Settat
Settat turns a 142,250-person inland city into a talent nursery for Casablanca's industrial pole, anchoring 31,532 students and training managers for nearby factories.
Settat looks like a provincial market town, but Morocco has spent three decades turning it into a labor nursery for the Casablanca industrial belt. The last official city census counted 142,250 residents, yet Hassan I University now reports 31,532 students across its Settat-Berrechid system. For a city this size, that is not decorative. It is an operating model.
Settat sits about 365 metres above sea level on the corridor south of Casablanca, traditionally tied to the Chaouia plain's agricultural trade. That older identity is still there, but the university system reveals the newer layer. Hassan I says the region's modern academic story began in 1994 with the creation of the business school and the Faculty of Sciences and Techniques in Settat.
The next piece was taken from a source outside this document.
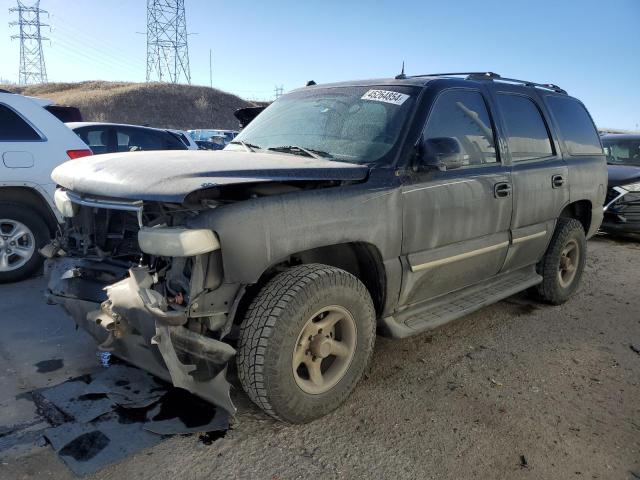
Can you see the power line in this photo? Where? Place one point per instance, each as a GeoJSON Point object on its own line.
{"type": "Point", "coordinates": [32, 66]}
{"type": "Point", "coordinates": [167, 45]}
The same faculty describes itself as sitting at the heart of the Casablanca-Settat-Berrechid technological and industrial pole and says one of its core missions is continuing education for technical managers in nearby industries.
That is the Wikipedia gap. Settat is not trying to out-Casablanca Casablanca. It is trying to make itself indispensable to the bigger urban machine by producing trained people, student housing, and applied research close enough to the factories and logistics parks of the region to matter, but cheap enough to host at scale. The university city's own residence facts underline the point: Settat's student housing complex covers 7.2 hectares and offers 1,700 beds for students from other towns. This is not a side activity for a quiet provincial capital. It is deliberate niche construction. The city allocates land, institutions, and public attention to talent formation because the surrounding region rewards that role.
The mechanisms are source-sink dynamics, niche construction, and resource allocation. Casablanca and its industrial satellites remain the richer sink for jobs and capital; Settat captures value by preparing workers and managers for that system and by keeping part of the educational economy local. Biologically, Settat resembles an eel. Eels gain their edge by moving between very different habitats instead of dominating only one. Settat does the same between agrarian Chaouia and Morocco's industrial coast. Break that training corridor, and the city loses the function that lets a mid-sized inland capital matter far beyond its own consumer base.
Hassan I University says its Settat-Berrechid system serves 31,532 students and that Settat's science-and-technology faculty exists to train technical managers for surrounding industries.